Berries are coming! The first ones are always the biggest and the best tasting. But they are still kinda sparse. The big harvest will be in the 1st -2nd week in june (if the weather doesn't get really cold and cloudy)
Lots of spinach. This is about the 6th or 7th time we have filled that basket. We have eaten a lot of it fresh.
The greens harvest before I dumped the spinach on.
This is the experimental crop area. About 300 sq ft. I have lentil (which you can't see here), wheat (front of the pic, in this orientation it is to your left), then quinoa, then amarath. The border is Jeruselum Artichokes. It is a tuber you can eat all winter long. It stores in the ground, so you just go dig it up whenever you are making a soup or want to bake some.
I just planted two sweet corn plots today. This is actually in my neighbor's yard. Corn takes a lot of room for a relatively small yield and it needs LOTs of sun, so I had to expand into a high sun area. And less mowing for my neighbors, so they don't care.
This is PacMan broccolli. It is a hybrid that produces small "side shoot" heads that have tender stems (though not quite the "tender stem variety" which is actually a cross between Chinese Kale and the standard American broccoli). Anyways, they produce early and continuously, but their main head is not that impressive. I don't know if I will grow this variety again next year.
Garlic. Lots of garlic. I think will last us at least 7 months after the harvest. Probably over 200 bulbs (with a mix of hardnecks, softnecks, and giants)
Fava beans. Cool weather bean. Every flower you see is a pod of beans (if the pollinators do their part). That is a lot of beans for a pretty small space. I am pretty happy with this variety so far. We will let them dry and have chilli beans for the winter.
Worm composting. Timmy, hector and his minions are loving their new worm motel. Can't wait to show it to you.

Red cabbage. Does not split in hot weather (at least until late july). Tasty.
Red chard. Love it. Mixed in with leaks. They seems to like eachother.
The spinach rows. We have already havested the leaves off these plants 5 or 6 times.
This is the "premium crop" broccoli. This the is the main head developing. It will get huge, and the plant will make side shoots. It is overall my favorite variety, but it is nice to have the PacMan in the garden b/c we have had a steady (but smaller) supply of broccoli since late april. These "premium crop" plants won't be ready for another week at least.
Cauliflower. My first shot are growing it. I unwraped the leaves to get this pic. Usually I have the leaves tied around the developing head to "blanch" it.
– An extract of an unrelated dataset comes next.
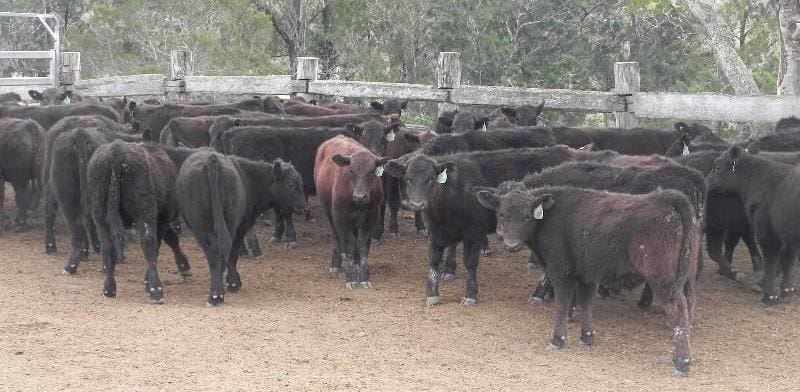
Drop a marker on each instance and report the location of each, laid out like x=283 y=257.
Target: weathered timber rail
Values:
x=625 y=100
This is the best lettuce this year. The "allstar groumet mix" from the community garden association. Not bitter.
Other types of lettuce.
Our berry plants. The earlist berrys are the ones by the edges b/c they get the most sun there and ripen faster.
Gardening = fun
Garlic on my right, potatoes on my left. The yukon gold potatoes are looking very healthy. No "early blight" yet. I am fertilizing with worm casings. I heard that the bacteria in the worm poop would eat up the mold of the blight. Hope that works.


This is the main plot. About 2500 sq ft. now. I expanded on the edges. I got two small plots in the front yard now and about 750 sq ft. in my neighbors yard.